Scientists originally believed that enhancers mostly affect the gene nearest to them. However, the new study revealed that, on a strand of DNA, enhancers can be millions of letters away from the gene they influence, skipping over the genes in between.
When an enhancer is far away from the gene it affects, the two connect by forming a three-dimensional loop, like a bow on the genome.
Using the new learning technology, which was described recently in the journal Nature Genetics, the researchers were able to analyse hundreds of existing datasets from six different cell types to look for patterns in the genome that identify where a gene and enhancer interact.
They discovered several patterns that exist on the loops that connect enhancers to genes. This pattern accurately predicted whether a gene-enhancer interaction occurred 85 percent of the time.

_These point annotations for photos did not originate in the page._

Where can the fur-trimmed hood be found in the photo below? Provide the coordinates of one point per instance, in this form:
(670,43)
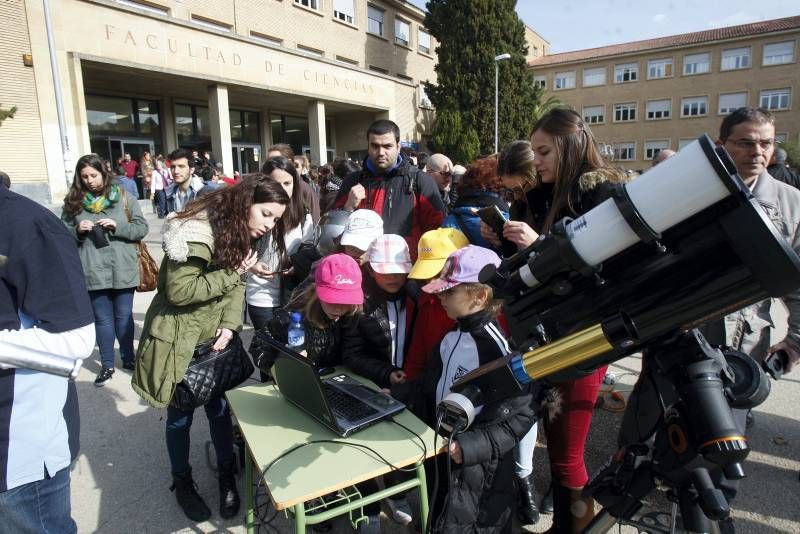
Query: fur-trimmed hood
(178,233)
(590,180)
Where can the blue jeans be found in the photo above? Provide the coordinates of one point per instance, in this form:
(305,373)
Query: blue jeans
(113,318)
(179,423)
(42,506)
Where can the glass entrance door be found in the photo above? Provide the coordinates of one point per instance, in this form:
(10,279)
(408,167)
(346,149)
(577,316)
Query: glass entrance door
(246,158)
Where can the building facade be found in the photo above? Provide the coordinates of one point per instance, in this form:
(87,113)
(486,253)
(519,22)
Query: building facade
(227,76)
(645,96)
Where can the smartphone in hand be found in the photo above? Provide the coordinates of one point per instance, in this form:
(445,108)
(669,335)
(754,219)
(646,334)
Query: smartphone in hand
(493,217)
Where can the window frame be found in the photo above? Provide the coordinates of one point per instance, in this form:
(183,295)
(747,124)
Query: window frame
(630,119)
(574,80)
(708,64)
(621,67)
(793,52)
(663,117)
(602,114)
(774,92)
(597,69)
(382,22)
(749,56)
(698,97)
(670,61)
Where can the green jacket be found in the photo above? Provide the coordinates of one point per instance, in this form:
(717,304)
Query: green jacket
(117,265)
(193,300)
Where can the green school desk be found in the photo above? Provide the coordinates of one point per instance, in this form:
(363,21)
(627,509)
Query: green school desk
(271,426)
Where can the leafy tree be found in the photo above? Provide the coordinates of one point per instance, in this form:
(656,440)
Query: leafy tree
(7,114)
(451,137)
(470,34)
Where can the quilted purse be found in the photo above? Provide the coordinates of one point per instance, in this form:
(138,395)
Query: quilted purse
(211,373)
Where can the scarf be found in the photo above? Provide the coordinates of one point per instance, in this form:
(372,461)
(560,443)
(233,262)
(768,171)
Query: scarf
(94,204)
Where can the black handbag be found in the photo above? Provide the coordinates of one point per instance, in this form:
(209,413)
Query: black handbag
(211,373)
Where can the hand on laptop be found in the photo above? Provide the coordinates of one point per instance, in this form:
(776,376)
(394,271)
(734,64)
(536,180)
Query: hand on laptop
(397,377)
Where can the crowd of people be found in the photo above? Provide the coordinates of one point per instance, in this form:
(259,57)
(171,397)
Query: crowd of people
(381,259)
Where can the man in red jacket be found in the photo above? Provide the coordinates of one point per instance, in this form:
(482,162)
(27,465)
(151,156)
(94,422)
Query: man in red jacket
(406,198)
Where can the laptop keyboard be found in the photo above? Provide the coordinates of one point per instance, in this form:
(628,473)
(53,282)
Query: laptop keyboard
(345,406)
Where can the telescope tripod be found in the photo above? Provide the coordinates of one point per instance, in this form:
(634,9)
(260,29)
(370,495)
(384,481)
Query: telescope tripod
(681,434)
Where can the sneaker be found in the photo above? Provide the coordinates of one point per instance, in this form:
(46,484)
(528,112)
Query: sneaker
(103,377)
(401,511)
(371,526)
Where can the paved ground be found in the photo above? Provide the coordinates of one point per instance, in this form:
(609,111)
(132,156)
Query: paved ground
(121,479)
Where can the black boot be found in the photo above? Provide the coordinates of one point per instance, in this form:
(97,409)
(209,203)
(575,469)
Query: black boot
(228,496)
(190,501)
(527,512)
(547,501)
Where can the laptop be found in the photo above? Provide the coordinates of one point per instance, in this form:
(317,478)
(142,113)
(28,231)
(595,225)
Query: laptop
(341,403)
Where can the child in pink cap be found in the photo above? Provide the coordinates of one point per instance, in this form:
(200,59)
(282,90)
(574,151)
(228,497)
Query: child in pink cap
(327,305)
(482,461)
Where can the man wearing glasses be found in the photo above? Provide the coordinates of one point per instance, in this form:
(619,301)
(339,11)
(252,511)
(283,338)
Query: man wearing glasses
(440,168)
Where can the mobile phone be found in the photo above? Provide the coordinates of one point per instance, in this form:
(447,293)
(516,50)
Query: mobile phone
(493,217)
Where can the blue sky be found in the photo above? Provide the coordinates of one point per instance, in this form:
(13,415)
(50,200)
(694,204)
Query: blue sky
(578,24)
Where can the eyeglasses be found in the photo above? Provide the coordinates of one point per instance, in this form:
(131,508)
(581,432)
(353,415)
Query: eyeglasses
(749,144)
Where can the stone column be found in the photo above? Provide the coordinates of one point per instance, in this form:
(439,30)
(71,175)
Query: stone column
(316,131)
(220,127)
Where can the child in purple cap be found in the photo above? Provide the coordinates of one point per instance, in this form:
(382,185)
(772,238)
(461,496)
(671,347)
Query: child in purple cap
(481,457)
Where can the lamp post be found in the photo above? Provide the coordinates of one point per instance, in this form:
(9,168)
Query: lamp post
(497,60)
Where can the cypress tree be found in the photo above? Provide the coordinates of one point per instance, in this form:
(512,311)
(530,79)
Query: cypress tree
(470,34)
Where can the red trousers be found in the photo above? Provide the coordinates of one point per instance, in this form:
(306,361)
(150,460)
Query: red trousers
(566,434)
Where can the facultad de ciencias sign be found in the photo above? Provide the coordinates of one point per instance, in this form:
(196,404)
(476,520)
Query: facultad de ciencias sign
(189,49)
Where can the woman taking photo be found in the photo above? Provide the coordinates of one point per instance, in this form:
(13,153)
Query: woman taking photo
(269,285)
(561,173)
(200,296)
(107,222)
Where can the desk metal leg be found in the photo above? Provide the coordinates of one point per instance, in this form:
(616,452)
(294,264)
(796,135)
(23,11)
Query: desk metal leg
(300,518)
(249,494)
(423,496)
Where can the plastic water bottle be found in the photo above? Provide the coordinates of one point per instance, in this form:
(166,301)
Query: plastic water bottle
(297,334)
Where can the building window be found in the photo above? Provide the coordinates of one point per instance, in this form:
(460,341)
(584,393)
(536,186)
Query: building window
(311,4)
(402,31)
(776,99)
(266,39)
(730,102)
(593,77)
(778,53)
(626,72)
(375,20)
(652,148)
(625,112)
(423,41)
(424,101)
(565,80)
(659,109)
(735,58)
(659,68)
(594,114)
(694,106)
(625,151)
(344,10)
(211,24)
(696,63)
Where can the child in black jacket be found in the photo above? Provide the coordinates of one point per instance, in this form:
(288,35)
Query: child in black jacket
(483,497)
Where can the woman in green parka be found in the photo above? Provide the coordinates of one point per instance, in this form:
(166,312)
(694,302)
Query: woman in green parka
(106,223)
(200,296)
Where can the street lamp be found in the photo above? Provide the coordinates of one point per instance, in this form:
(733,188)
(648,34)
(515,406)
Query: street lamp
(497,60)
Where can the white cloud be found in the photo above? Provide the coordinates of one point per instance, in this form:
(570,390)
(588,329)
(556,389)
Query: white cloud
(740,17)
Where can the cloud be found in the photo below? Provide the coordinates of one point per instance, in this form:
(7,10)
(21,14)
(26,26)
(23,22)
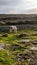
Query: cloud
(17,6)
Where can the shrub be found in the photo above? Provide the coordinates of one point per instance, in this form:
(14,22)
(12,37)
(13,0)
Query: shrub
(5,35)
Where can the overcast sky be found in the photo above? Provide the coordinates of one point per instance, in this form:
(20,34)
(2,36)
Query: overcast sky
(18,6)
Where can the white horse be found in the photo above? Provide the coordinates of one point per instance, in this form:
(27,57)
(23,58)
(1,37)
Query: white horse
(13,29)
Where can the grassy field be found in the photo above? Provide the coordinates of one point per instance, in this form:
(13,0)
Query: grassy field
(10,55)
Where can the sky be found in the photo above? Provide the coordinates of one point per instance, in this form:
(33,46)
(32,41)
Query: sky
(18,6)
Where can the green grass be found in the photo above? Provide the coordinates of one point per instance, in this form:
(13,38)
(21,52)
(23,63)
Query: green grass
(7,56)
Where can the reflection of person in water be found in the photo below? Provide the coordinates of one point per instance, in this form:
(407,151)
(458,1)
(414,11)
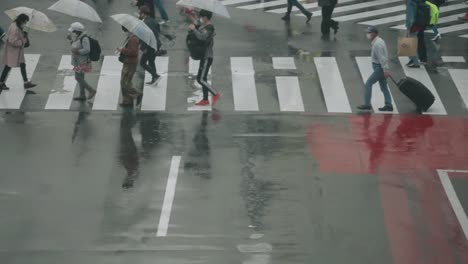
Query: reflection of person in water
(198,159)
(128,155)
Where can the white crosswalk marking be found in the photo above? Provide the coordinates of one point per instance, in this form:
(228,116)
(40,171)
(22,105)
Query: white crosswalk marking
(284,63)
(13,98)
(62,97)
(365,68)
(154,96)
(243,84)
(108,89)
(333,88)
(460,78)
(422,76)
(289,94)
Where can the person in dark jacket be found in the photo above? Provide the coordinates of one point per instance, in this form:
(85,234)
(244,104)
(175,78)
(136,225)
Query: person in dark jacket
(327,10)
(149,54)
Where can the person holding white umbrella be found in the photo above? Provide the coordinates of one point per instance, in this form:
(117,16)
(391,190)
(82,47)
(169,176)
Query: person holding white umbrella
(16,41)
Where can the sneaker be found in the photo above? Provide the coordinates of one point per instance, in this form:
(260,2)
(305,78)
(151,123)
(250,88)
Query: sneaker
(364,107)
(437,37)
(203,103)
(387,108)
(216,98)
(29,85)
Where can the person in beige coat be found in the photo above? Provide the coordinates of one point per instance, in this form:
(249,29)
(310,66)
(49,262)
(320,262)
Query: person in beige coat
(16,40)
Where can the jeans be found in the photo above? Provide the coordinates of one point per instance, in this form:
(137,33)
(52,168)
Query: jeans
(202,76)
(7,70)
(377,76)
(79,77)
(298,5)
(162,11)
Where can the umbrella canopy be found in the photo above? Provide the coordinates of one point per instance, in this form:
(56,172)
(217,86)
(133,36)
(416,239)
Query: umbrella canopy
(76,8)
(138,28)
(214,6)
(37,20)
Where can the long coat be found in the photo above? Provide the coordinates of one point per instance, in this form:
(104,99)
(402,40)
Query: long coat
(14,48)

“It’s remarkable that we can predict complex three-dimensional interactions from relatively simple data,” said led author Sean Whalen from Gladstone.
“No one had looked at the information stored on loops before, and we were surprised to discover how important that information is,” Whalen added.
Performing experiments in the lab to identify all of these gene-enhancer interactions can take millions of dollars and years of research.
The new computational approach is a much cheaper and less time-consuming way to identify gene-enhancer connections in the genome.